Du haut de la terrasse de Wawel, on aperçoit encore sur trois points différens de l’horizon trois tumulus gigantesques, trois tertres funèbres, pareils à ceux qui, près d’Upsal, portent le nom des trois dieux scandinaves. Le premier de ses tertres renferme, dit-on, sous ses couches de sable et son manteau de verdure les restes de Cracus, le fondateur de Cracovie ; le second, ceux de Wanda, l’héroïque reine ; le troisième, élevé pieusement par les mains de tout un peuple, est consacré à la mémoire de Kosciuzko. Entre ces sépulcres du législateur, de la jeune femme et du guerrier, entre ces tombeaux séparés l’un de l’autre par un espace de onze siècles, s’élève la ville que par une amère ironie on appelle encore la ville libre de Cracovie, la ville qui est aujourd’hui le plus triste monument, le cercueil des rois, le tombeau de la Pologne.

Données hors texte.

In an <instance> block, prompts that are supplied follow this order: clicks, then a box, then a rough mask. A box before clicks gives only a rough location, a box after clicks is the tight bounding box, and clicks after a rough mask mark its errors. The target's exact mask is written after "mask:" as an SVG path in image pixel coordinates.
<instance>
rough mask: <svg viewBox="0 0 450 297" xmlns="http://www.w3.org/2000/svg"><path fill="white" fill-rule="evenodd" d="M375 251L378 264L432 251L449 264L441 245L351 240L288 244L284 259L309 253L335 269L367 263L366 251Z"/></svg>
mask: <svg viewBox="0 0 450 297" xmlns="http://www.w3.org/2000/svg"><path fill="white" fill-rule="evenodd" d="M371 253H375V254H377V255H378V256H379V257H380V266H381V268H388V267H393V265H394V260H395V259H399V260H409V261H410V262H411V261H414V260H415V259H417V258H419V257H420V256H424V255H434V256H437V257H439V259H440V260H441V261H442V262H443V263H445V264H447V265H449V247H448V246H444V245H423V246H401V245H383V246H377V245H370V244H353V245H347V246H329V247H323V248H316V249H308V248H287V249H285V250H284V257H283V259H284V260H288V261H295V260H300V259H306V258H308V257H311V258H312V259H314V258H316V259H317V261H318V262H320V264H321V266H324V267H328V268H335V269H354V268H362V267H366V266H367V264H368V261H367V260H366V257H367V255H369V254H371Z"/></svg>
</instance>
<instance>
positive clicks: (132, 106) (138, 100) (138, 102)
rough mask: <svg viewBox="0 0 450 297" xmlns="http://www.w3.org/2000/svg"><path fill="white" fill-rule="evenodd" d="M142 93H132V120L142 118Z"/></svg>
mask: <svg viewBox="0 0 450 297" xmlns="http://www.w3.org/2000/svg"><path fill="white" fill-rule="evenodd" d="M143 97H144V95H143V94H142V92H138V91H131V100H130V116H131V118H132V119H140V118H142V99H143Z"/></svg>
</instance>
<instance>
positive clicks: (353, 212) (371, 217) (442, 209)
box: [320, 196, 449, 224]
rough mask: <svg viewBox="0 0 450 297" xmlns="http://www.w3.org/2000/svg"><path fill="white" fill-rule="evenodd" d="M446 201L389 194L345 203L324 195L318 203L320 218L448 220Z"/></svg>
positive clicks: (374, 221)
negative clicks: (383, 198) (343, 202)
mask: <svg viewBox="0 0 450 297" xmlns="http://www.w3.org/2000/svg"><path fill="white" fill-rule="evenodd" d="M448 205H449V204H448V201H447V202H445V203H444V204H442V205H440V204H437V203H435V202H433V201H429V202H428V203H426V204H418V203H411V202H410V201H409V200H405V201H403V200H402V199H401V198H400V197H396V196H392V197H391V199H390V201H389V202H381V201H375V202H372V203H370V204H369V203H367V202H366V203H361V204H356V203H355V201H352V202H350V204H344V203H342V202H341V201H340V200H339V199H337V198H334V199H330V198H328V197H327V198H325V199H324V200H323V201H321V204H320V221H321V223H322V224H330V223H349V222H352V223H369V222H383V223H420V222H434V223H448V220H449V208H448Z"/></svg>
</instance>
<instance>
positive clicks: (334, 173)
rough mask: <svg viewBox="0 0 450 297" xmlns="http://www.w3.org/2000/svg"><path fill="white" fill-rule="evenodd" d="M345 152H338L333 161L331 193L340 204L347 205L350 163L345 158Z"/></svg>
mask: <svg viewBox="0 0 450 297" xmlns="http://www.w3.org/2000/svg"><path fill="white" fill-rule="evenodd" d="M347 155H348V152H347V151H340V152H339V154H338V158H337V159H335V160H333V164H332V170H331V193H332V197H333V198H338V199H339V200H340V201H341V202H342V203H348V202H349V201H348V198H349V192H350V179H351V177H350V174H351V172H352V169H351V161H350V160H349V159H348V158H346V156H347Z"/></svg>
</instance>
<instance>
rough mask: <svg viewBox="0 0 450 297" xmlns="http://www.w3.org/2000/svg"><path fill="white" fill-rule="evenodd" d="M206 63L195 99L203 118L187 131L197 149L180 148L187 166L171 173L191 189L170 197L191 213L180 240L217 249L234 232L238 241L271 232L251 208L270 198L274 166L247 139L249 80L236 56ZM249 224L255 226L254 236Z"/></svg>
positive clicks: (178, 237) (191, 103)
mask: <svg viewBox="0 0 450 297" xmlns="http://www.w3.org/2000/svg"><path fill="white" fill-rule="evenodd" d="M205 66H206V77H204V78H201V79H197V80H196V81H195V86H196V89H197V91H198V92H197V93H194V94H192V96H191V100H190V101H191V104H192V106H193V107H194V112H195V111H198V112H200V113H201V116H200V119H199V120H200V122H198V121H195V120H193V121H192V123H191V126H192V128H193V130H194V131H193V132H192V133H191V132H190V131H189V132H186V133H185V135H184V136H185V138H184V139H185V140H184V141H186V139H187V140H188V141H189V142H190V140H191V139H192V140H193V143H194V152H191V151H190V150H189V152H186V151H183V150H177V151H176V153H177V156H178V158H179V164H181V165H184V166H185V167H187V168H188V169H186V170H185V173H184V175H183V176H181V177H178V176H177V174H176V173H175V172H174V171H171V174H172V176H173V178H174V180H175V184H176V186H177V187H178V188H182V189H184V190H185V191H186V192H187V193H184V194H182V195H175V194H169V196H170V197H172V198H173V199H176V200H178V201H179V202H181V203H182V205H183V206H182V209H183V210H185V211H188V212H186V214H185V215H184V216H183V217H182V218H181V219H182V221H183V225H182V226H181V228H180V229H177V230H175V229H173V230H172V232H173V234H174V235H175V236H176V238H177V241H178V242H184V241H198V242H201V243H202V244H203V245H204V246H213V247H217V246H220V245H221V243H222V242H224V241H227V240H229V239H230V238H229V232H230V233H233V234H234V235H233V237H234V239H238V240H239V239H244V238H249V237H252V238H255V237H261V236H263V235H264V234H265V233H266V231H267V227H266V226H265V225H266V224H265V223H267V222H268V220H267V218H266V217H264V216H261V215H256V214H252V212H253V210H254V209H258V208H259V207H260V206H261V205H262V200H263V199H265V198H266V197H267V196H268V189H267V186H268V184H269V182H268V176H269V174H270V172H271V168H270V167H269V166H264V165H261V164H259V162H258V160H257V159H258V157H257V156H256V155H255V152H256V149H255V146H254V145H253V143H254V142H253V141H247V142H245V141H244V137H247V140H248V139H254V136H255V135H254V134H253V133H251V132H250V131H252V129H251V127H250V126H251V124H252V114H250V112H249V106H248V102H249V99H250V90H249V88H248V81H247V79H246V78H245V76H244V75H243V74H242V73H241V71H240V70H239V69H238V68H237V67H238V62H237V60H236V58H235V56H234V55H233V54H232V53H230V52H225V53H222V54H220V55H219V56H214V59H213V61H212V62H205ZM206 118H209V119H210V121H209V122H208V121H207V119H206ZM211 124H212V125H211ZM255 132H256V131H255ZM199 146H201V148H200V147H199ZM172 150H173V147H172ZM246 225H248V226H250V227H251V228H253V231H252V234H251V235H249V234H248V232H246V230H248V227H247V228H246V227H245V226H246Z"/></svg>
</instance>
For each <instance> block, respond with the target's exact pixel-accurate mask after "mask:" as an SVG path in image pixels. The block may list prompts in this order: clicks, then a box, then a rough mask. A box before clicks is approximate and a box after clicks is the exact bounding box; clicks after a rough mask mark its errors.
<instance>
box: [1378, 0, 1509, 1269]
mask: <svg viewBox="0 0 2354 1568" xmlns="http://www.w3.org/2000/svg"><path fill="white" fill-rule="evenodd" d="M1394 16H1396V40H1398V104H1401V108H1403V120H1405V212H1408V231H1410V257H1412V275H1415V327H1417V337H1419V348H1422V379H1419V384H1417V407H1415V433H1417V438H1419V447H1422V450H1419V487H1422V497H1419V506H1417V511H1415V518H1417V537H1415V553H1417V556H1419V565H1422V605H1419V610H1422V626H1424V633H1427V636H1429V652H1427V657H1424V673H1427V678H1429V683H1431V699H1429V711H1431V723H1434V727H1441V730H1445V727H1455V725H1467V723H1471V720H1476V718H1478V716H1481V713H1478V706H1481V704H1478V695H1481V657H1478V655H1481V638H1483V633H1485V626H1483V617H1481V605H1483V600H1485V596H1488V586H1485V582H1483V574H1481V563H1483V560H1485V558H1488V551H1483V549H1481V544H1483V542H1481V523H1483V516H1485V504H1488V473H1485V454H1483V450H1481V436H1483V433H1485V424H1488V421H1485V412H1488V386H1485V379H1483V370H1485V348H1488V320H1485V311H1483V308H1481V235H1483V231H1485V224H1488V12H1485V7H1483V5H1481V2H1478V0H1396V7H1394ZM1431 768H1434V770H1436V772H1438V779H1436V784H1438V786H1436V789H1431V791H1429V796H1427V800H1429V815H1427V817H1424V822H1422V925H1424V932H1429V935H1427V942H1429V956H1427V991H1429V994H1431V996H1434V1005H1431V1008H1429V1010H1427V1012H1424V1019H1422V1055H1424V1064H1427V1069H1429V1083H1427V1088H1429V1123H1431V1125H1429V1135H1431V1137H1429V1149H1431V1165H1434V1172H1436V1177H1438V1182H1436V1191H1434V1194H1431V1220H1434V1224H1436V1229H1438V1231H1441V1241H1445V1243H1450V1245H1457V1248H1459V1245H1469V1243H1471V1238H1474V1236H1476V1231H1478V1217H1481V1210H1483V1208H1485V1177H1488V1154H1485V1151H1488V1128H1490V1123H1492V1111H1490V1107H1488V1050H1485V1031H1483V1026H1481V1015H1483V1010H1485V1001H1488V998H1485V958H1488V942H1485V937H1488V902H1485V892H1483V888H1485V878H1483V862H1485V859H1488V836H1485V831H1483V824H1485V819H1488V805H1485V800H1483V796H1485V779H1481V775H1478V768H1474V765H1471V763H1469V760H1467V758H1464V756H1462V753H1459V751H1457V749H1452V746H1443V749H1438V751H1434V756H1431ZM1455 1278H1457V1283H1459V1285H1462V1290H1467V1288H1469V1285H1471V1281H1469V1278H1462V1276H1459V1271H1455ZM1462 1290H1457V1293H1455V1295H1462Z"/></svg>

En racontant la douloureuse impression que m’a fait éprouver l’aspect des deux anciennes capitales de la Pologne, je ne me dissimule point les fautes que ce pays a commises, les divisions constantes qui l’ont affaibli, les luttes intestines qui l’ont livré sans défiance à la rapacité de ses ambitieux ennemis ; mais à présent, ses erreurs même, ses jours de désordre et d’anarchie, ne doivent inspirer qu’un sentiment de pitié, car il les a cruellement expiés. Il a été roi, et il est esclave ; il a dominé de vastes contrées, et de toutes ses conquêtes il ne lui reste plus un lambeau de terre. Il a été sous les murs de Vienne plus grand que l’Autriche, dans mainte bataille plus fort que la Russie, pendant des siècles entiers plus puissant que la Prusse, et il a été lacéré par la Prusse et l’Autriche, écrasé par la Russie !

Au fond des souffrances humaines, le ciel, dans sa commisération, a laissé l’espérance. C’est là le dernier sentiment de consolation qui reste aux Polonais, à ceux qui gémissent sur les ruines de leur patrie, et à ceux qui la regrettent sur les rives étrangères.


X. Marmier.
  1. Voyez les livraisons des 1er  décembre 1842, 1er  janvier et 15 février 1843.
  2. « Aux mânes de l’invincible prince Jean III, roi de Pologne, qui souvent mit en fuite les armées turques et délivra Vienne assiégée, Nicolas, empereur de toutes les Russies et roi de Pologne, a élevé ce monument. »
  3. Quoi de plus fort que la mort ? L’amour et la gloire.
  4. Les écoles des piaristes furent fondées par un ordre religieux sous le titre de Schola pia. De là le nom de piaristes donné à ceux qui les dirigeaient.
  5. Il y a eu, comme on sait, six partages successifs de la Pologne, le premier en 1772, les autres en 1793, 1795, 1807, 1809 et 1815.
  6. Le mot vient ou de Wendes, qui désigne une des peuplades du Nord, ou de Wenda, qui signifie une ligne avec un hameçon. On dit que Wanda était si belle, qu’elle prenait tous les cœurs comme on prend des poissons à la ligne.